Il mio stato è molto più astratto
e vi sono caduto soltanto per cedimento patologico di coscienza,
è la concretezza dell'autentico lato.
La coscienza trema di essere scacciata.
Ma non è la mia, lei ha voluto essere me,
e penetrarmi da capo a piedi.
Come scacciarla?
[Già, come scacciare la coscienza senza diventare altro da stesso, senza rischiare la follia. Ecco Artaud che risponde]
Bruciando le sue teste, e i suoi corpi,
schiacciandola dalla testa ai piedi.
Affermando la mia al posto di quella di coloro che passarono dai coglioni al glande, in uno strano ristabilimento del branco spettrale di queste teste che avanzano accavallandosi,
e non sono in una posizione altrettanto impenetrabile dall'intelligibile,
e basta un po' di soffio, della vecchia polvere insetticida del soffio, per picchiarli, e scartarli.
[Bruciare la testa i il corpo delle larve che nutrono se stesse col nostro sangue per potersi diffondere e moltiplicare; affermare la propria unicità, al posto di una coscienza precostituita; rischiare di uscire fuori di sé, dal recinto della stretta comunitaria, e non essere riconosciuto, di più: scartato. Ma ecco Artaud che compie uno scatto decisivo]
Perché sono io che picchio e distruggo, che impartisco e spartisco, scelgo, decido e ripartisco,
e ogni corpo è inanimato,
assolutamente inanimato all'origine,
e non c'è né corpo né spirito,
e niente appello errante di vita,
nient'altro che il silenzio e la morta
tuberosa di dopo mezzanotte,
riveduta da prima, dall'altra vita,
ma per oggi è finito,
il peso caduto dell'impossibile
e che pesa qui giorno e notte
non peserà più prima che entri
l'inenarrabile cacofonia
degli esseri insorti a vita
contro chi tra colui che impartisce, e spartisce, e ripartisce.
[L'essere venuto al mondo diventa atto rivoluzionario nel momento in cui avviene lo stacco ombelicale definitivo da coloro che impartiscono, spartiscono e ripartiscono la sua vita]
Non ripartisco, fuggo la vita.
Parto
senza localizzare organi,
delocalizzando ogni punto di partenza,
neutralizzando ogni succubo alla partenza
in modo che l'individuo non valga che per quello che ha fatto in corpo nato,
e non in principio innato.
[Lungi da me qui scadere nel politico; ma non sembra qui sentire un appello a liberarsi dalle catene del “territorio”, un appello a delocalizzare se stessi, ovvero la propria mente, partendo dal presupposto ultrademocratico della tabula rasa?]

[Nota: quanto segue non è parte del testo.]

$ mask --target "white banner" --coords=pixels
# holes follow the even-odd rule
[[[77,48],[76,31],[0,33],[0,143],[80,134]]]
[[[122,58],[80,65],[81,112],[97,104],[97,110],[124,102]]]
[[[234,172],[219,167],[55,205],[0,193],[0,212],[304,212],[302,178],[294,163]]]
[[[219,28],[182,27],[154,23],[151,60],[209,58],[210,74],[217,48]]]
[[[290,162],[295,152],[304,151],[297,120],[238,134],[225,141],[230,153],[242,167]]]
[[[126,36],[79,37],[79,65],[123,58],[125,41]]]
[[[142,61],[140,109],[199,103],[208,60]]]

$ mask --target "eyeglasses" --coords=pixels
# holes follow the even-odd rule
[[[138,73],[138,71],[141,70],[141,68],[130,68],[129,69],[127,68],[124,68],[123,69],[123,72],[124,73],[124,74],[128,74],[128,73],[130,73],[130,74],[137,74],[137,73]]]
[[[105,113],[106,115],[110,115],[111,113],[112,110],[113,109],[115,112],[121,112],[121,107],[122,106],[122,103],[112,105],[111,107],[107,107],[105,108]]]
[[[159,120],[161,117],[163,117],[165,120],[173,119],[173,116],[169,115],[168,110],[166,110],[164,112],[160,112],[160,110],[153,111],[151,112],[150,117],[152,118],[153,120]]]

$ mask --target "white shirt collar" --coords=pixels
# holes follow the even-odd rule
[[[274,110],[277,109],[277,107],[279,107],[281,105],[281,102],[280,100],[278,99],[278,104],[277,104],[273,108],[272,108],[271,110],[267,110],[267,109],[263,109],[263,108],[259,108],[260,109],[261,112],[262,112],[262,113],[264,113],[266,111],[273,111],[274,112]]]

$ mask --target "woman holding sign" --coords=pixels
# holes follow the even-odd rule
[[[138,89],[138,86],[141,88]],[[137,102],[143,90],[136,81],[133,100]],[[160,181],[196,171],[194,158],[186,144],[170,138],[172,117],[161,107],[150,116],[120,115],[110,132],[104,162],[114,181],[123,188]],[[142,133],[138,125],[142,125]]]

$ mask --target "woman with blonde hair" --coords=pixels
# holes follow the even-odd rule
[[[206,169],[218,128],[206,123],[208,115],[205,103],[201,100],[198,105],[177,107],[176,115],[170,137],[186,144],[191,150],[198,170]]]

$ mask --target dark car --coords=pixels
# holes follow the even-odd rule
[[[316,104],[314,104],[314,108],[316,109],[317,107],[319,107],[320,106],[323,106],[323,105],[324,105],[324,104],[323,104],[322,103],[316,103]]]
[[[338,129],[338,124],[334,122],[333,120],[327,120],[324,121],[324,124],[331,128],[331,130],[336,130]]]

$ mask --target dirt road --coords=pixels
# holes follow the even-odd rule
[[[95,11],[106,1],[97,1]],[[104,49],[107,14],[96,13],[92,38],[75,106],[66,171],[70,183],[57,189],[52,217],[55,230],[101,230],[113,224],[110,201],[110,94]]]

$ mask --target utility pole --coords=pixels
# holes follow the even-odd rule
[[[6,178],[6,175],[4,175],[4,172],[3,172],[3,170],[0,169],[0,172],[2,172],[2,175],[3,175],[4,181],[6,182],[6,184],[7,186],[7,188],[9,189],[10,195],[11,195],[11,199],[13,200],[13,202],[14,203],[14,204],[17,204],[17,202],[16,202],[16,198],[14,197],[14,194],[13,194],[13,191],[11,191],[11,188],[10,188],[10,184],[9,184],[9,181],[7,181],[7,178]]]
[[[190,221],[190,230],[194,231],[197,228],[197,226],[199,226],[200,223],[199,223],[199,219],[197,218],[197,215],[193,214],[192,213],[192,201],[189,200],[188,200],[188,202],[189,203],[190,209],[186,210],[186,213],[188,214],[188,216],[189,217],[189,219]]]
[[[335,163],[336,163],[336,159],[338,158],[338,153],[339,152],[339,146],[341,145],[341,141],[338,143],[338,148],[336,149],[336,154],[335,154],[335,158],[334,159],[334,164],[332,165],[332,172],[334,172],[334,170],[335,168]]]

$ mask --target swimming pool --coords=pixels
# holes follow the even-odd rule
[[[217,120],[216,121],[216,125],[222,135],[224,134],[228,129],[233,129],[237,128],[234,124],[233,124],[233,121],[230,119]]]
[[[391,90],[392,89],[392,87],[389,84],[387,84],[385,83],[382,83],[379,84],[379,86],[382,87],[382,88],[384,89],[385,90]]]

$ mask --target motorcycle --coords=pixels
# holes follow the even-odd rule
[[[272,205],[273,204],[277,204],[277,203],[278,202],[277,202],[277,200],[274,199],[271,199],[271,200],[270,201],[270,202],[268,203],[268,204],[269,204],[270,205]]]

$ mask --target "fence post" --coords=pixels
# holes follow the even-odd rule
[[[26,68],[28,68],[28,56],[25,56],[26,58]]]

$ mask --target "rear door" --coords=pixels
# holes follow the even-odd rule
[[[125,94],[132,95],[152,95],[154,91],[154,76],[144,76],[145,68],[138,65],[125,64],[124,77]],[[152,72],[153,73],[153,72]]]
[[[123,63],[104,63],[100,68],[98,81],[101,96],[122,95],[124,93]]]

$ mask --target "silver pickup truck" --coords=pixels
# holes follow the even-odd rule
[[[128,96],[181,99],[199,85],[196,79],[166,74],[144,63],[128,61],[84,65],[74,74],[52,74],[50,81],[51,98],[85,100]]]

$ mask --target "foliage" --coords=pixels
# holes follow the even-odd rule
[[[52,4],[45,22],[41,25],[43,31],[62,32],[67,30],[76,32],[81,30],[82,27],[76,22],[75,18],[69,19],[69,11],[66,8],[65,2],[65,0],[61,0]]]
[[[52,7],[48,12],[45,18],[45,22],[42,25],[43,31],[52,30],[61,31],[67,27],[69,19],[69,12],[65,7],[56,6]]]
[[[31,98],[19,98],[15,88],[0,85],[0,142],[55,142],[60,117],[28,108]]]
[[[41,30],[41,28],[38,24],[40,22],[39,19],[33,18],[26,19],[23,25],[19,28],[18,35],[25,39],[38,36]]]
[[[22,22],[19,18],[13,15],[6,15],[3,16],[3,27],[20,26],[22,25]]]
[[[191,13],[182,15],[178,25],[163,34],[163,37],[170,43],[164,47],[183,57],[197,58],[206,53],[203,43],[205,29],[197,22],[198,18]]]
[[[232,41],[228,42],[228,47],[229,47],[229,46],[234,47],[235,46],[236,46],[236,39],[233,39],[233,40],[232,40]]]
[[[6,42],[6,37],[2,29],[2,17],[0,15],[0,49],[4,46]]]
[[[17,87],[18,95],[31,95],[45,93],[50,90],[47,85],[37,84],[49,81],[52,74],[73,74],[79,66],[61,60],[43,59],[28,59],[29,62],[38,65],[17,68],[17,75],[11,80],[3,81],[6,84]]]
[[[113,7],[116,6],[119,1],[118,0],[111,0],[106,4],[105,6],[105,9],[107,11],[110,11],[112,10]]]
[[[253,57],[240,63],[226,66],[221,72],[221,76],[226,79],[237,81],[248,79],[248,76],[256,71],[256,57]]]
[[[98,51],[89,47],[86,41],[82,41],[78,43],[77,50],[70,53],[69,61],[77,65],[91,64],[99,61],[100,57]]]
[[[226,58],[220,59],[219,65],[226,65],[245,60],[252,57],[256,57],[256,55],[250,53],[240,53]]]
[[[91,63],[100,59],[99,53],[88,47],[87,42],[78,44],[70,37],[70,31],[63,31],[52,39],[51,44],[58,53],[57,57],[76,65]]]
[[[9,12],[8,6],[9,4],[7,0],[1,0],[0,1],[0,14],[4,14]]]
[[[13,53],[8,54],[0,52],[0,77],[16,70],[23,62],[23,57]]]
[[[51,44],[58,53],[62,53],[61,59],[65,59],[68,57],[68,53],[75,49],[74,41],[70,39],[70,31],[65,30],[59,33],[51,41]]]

La coscienza sarà distrutta,
e tutto ciò che essa aveva preso dalle faglie
del mio proprio corpo in partenza;
e che le permise di avere
questa vita da insetto larvato
che incrimina, recrimina, discrimina
nella zona di un pensiero
che non ha nemmeno meritato.
[Voilà]
Perché ciò che su di me parla
è il nulla indebito
delle pelli di esseri
che non avrebbero mai dovuto
purgare, fermentare, soffiare, falciare, ziplare, zaplare, abboffare, sfregare, fischiare, muffare, kieffare, cenare (ne sono pieno)
di me,
una saldatura di cafoni indiscreti, di parassiti coi nasi pelati.
[Avere le palle piene di se stessi, dei propri portati storici ed ereditari, scuoiarsi, ovvero togliersi la pelle che altri esseri - leggi: la tradizione - ha voluto appiccicare alla nostra]
Peptanti di incubi,
piurie succubi,
stillanti dal cubo in fondo al tubo,
ispettori della risciacquatura innata
(il cui primo essere fu questo bisturi bianco di cisti,
cisti, fibra rossa scorticata).
[Zac! Taglio definitivo. Siamo soli, ognuno con se stesso, perso come l'astronauta che si perde nello spazio infinito di 2001 Odissea nello spazio].
Antonin Artaud, Succubi e supplizi, Adelphi, Milano
Questo sopra, intercalato tra parentesi quadre, è un tentativo mio improvvisato, di comprensione di un testo incandescente quale quello artaudiano. Lo si legga con benevolenza.